Boris Mikhailov’s images, captured over more than 35 years, brought to life one of the most tumultuous chapters of the 20th century: the height, decline, and fall of the Soviet Union and its disturbing aftermath. Yet as they charted this extraordinary history, they also expressed the complex emotions and intellectual subtlety of a powerful artist. Mikhailov’s work ranges from the covert transgressions of a critical mind under a totalitarian regime to the tender depictions of the intimate life of his friends, his family, and himself. The Institute of Contemporary Art exhibited Mikhailov’s first retrospective in the United States, drawing on each of his most important series, including a variety of photographic media and techniques and artist’s books. The exhibition presented this compelling and unique body of work to American audiences for the first time.

Mikhailov was not formally trained as a photographer; rather, he became an artist by chance after he was fired from his engineering job when the KGB found nude photos he had taken of his wife. Thus began Mikhailov’s often transgressive career, whereby he would frequently subvert Soviet rules about photography—the ban on nudity being one of them. One of his earliest series, Red (1968-1975), includes photographs of Soviet parades and propaganda, which would seem in keeping with the mandate that photographs not bring into disrepute the Soviet government or way of life. Yet, on closer inspection, Mikhailov’s images subtly expose a failing ideology as they reveal the heavily symbolic function of the color red. As a consequence, Mikhailov’s photographs were rarely exhibited in public before the early 1990s, although friends, family, and fellow artists saw them in private exhibitions in his or friends’ apartments.

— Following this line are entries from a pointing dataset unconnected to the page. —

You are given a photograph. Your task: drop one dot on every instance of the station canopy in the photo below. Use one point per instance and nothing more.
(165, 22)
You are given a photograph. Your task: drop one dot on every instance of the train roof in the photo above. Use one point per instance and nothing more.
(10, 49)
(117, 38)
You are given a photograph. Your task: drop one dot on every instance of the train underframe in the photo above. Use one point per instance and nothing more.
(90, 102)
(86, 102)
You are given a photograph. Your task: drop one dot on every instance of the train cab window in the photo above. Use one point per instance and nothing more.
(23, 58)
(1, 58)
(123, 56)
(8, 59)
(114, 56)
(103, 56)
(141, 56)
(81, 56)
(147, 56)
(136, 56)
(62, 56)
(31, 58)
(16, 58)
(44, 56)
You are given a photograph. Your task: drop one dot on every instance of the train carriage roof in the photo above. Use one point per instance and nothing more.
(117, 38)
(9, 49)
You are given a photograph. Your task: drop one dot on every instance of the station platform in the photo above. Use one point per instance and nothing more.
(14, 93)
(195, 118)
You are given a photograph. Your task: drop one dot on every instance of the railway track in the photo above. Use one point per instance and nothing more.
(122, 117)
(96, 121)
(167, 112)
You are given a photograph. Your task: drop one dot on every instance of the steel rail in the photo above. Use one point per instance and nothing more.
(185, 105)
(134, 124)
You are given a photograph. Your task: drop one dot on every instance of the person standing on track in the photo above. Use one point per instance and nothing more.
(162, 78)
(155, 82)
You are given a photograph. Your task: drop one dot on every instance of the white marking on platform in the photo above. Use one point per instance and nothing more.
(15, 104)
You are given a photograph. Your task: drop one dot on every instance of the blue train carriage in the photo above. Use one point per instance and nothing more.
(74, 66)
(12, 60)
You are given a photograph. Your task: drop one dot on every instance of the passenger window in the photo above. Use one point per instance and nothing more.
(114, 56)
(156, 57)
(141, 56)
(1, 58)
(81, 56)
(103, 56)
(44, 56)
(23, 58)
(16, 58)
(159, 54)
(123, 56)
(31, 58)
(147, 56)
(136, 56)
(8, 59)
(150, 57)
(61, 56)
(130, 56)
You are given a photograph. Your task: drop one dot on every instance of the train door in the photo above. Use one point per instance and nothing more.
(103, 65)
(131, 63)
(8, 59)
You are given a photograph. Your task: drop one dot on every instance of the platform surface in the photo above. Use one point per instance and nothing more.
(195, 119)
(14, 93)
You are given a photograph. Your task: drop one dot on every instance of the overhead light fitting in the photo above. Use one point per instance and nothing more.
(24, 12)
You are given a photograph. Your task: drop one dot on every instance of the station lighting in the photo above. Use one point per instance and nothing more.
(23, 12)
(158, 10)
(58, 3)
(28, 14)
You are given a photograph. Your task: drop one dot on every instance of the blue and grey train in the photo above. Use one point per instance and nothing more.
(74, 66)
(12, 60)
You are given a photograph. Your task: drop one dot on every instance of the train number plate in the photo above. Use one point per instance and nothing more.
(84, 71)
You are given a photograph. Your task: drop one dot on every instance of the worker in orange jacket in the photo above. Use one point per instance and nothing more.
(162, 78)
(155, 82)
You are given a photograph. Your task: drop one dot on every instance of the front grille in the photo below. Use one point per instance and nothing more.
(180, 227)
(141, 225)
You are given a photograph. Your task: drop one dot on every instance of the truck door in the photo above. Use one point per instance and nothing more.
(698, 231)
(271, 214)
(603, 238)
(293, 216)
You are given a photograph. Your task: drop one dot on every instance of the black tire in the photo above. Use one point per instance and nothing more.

Mikhailov has lived almost his whole life in Kharkov, Ukraine, and the city has served as a constant inspiration for his work. By the Ground (1991) is a series of sepia-toned, panoramic photographs that he shot from waist level of street scenes in Kharkov and Moscow. One of Mikhailov’s most controversial series, Case History (1997-1998), consists of approximately 500 photographs of the large homeless community in Kharkov, which has appeared since the dismantling of Communism. These graphic, difficult images depict the ailing bodies of the so-called bomzhes, who Mikhailov would often pay to pose for him. While Mikhailov acknowledges the complicated ethical questions this series raises, his work reveals a world that most do not see or would rather ignore. As Mikhailov has stated, because of the restrictions on photography during the Soviet era, many of the most horrific moments in their history have no photographic record—leaving history essentially “dusted.”

Some of Mikhailov’s work during the early 2000s has grown out of experiences he has had since his move to Berlin in the late 1990s. One of the first series he completed after his move to the west was TV-Mania, (2000-2002), a group of photographs he took of his television of programs from America, Europe, and Russia. For Mikhailov, as for many people acclimating to a new country, the television provided a way to understand and become comfortable with his new surroundings. As is characteristic of Mikhailov’s work, the photographs in TV-Mania highlight a range of human emotion, from the humorous to the disturbing, from the mundane to the absurd.

Mikhailov’s work has been awarded numerous prizes, including the prestigious Hasselblad Foundation Award (2000). Boris Mikhailov: A Retrospective was organized by the Fotomuseum Winterthur, Switzerland. The exhibition was hailed in Artforum magazine as among the best exhibitions at the time, proclaiming Mikhailov “one of the world’s greatest living photographers.”